Laissons de côté la boule de cristal !
 
   
Jean qui rit, Jean qui pleure

Ces derniers mois voient alterner mauvaises et bonnes nouvelles sur le plan économique, de même que sombres pronostics et prévisions radieuses.

Nous, sur le terrain, patrons de Pme-Pmi, nous travaillons et œuvrons à l’avenir de nos entreprises, sans nous préoccuper outre mesure d’aller visiter la Pythie des temps modernes qui siège à Wall Street, ou la liseuse de lignes de la main. Pas une minute à perdre donc dans des débats d’intellectuels.

Ce qui ne nous empêche pas d’être vigilants, bien sûr.

Pendant ce temps-là, le parlement légifère, sous l’impulsion du Président de la République, et, très souvent, de la Commission européenne. Alors, ce parlement, il fait ce qu’il peut pour exister. Parfois, comme pour les OGM, c’est plutôt un coup médiatique dont il s’agissait, puisque nous étions dans l’obligation de transposer une directive européenne.

Là encore, on ne peut pas à la fois voter des deux mains l’abandon de pans entiers de notre souveraineté, et le lendemain vouloir s’opposer à un texte dicté dans ce nouveau cadre.
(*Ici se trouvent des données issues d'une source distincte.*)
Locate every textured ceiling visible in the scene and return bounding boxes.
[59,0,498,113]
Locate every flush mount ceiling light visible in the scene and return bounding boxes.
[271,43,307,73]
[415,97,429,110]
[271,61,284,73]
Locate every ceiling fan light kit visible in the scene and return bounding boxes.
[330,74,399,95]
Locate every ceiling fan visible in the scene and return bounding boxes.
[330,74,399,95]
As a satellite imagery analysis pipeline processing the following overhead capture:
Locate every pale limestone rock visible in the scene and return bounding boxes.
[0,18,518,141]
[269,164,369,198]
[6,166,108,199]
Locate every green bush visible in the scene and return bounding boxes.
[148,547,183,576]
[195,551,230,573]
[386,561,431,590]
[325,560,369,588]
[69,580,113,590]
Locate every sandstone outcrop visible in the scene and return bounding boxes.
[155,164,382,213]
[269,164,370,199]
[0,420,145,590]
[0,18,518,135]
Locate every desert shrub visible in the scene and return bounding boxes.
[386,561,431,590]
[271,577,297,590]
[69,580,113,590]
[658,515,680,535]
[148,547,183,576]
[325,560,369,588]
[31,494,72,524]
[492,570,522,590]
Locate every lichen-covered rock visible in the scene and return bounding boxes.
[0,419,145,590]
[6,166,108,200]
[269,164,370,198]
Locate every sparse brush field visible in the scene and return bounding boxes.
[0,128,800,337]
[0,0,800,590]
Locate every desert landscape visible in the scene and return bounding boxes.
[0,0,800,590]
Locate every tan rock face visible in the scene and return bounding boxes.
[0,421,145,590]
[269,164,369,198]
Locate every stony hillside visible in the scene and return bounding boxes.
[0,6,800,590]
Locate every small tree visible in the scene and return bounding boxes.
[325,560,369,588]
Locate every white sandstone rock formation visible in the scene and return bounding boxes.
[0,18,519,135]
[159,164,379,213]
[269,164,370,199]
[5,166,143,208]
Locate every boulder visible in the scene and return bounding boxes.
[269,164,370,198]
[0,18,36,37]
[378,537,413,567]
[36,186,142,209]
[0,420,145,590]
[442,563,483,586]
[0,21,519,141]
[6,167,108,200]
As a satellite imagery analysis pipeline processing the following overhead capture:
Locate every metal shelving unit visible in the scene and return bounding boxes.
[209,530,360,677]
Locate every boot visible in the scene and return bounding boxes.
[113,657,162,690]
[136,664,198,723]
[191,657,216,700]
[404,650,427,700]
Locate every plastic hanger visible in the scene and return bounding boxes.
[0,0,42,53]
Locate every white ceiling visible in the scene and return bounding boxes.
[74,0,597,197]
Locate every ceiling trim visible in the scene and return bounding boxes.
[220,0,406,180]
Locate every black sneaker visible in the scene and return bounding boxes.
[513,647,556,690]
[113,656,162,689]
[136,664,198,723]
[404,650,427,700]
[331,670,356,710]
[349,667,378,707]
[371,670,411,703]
Cela étant, je ne comprends pas bien les moqueries médiatiques vis-à-vis de tentatives faites par le Parlement ou par la majorité pour corriger à la marge des textes dont en réalité ils ne veulent pas toujours, mais qu’on leur impose.

Ainsi, sous l’impulsion de la majorité sénatoriale, la directive relative à la discrimination a-t-elle été rectifiée, avec l’utilisation du futur de l’indicatif au lieu du conditionnel, dans le cadre de la caractérisation de nouvelles (encore !) incriminations. Cela veut dire que l’on ne pourra juger sur l’intention de discriminer, mais sur une réalité, étayée par des témoignages ou des faits.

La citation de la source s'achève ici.